The chances of a Marinapark resident picking up and actually reading OC Weekly were slim. Vinnie told me that before my time, he had the OC Weekly delivered to Marinapark, keeping them in a rack at the office entrance. But it wasn't long before one of the rich birds complained, and that was all it took: the paper disappeared.

It ended up being a resident's daughters who spotted my interview in the Weekly online. Displeased with my candor, she promptly printed out a copy and sent it to her mother. Word spread through Marinapark like, well, like a tornado through a trailer park. While on duty, I was approached by my friend and neighbor Jack, who was carrying a copy of the story in his hand. "I just thought I'd let you know that people here aren't happy about this."

"Oh, really," Isaid.

I showed the interview to Vinnie, who seemed unaffected. But he foresaw repercussions from the rich clique as well as from our management-company supervisor. A few days later, Vinnie told me that some of the residents were demanding my head. The management company was not at all pleased with my comments in the interview and was ready to give me my pink slip; Vinnie talked them into keeping me, on the grounds that I was "well-trained, did my job efficiently, but had just used poor judgement" in this case.

"I practically begged to keep your job this morning, you fuck," Vinnie told me.

He negotiated a deal in which I would meet with company executives. They would reprimand me. I would write a letter of apology to the residents in addition to some other form of punishment the company would lay on me at the meeting, no doubt accompanied by a lecture. I told Vinnie I appreciated his efforts to save my job and left.
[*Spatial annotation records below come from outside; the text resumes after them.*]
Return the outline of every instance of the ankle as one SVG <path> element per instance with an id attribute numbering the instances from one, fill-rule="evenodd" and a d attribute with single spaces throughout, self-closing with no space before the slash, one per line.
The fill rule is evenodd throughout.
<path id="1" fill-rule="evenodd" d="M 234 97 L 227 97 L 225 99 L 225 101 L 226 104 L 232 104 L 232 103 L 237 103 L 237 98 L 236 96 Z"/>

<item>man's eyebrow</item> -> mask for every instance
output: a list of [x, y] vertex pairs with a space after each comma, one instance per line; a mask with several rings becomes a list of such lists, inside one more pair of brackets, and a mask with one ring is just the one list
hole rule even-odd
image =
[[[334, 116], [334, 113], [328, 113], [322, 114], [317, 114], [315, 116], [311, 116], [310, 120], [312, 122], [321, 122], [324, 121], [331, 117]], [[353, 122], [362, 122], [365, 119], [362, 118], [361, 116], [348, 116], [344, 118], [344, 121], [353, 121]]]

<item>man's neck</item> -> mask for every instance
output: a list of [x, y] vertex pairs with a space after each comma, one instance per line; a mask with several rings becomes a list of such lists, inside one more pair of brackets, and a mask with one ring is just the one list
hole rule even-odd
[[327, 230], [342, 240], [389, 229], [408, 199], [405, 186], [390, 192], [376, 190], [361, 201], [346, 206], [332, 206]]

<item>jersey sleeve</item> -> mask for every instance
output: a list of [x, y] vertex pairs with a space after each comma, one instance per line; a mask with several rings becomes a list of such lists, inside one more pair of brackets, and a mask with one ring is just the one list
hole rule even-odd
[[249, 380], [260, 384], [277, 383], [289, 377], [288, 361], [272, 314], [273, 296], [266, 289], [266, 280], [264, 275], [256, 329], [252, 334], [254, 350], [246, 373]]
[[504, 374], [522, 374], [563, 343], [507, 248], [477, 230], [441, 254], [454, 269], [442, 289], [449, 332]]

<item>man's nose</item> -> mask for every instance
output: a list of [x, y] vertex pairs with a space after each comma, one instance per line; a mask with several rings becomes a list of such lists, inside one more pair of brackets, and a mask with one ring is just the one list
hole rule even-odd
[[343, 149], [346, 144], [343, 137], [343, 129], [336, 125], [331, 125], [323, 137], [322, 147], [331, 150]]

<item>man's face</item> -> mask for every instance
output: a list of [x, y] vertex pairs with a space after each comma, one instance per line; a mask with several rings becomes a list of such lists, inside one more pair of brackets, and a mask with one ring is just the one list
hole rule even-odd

The choice was simple: swallow my pride and stay or stand up for myself and go . . . where?

I saw Nick that night, zigzagging toward me as I watered the plants.

"I need a restroom, like, real quick," he said, swaying.

"Umm, well, you can use mine. The door's open."

Not much time went by before Nick appeared again behind me. As I turned around, I noticed one pant leg was wet all the way down to his shoe.

"I didn't make it," he said, and began walking back to his trailer. I didn't give much attention to it—just took it in stride because that was Nick and that was Nick's life, and no one but Nick could save Nick.

Nick had made his decision, and I think I had made mine.

On the eve of the meeting, I went to the Blue Beet Café for a couple of brews and talked to my friend Stacy about maybe going back to Toledo for a while.

"But you'll never come back if you do that," she said.

I left the Blue Beet and walked back to the park, glancing over my shoulder at the ocean every now and then. I noticed a few people standing in front of the bulletin board and walked over to find the deadbeats list gone, ripped off the board, tacks and all. They looked at me; I stared back at them. Then I turned and walked away—smiling.

It was 3 a.m. when I pulled out of Marinapark, the Chevy Caprice crammed so full that the wheel wells nearly touched the rear tires. My guitar, though, sat beside me in the passenger seat with a seatbelt around it.

And then I was back in Toledo, after the car overheated and I gave it to some kid at a gas station; after I rented the truck; after the cop stopped me in Indiana, put me in back of his police car and had his dog sniff the truck for drugs.

Welcome home!

I've been here for a month now. I've been helping my uncle with his custom stump-cutting business. It's pretty challenging, artistically using a chain saw all day. I'm slowly readjusting to the Midwestern dialect; I heard my mom's neighbor say, "You ain't jumpin' in no pool" followed by, "Go inside and gitcha som' t' drink."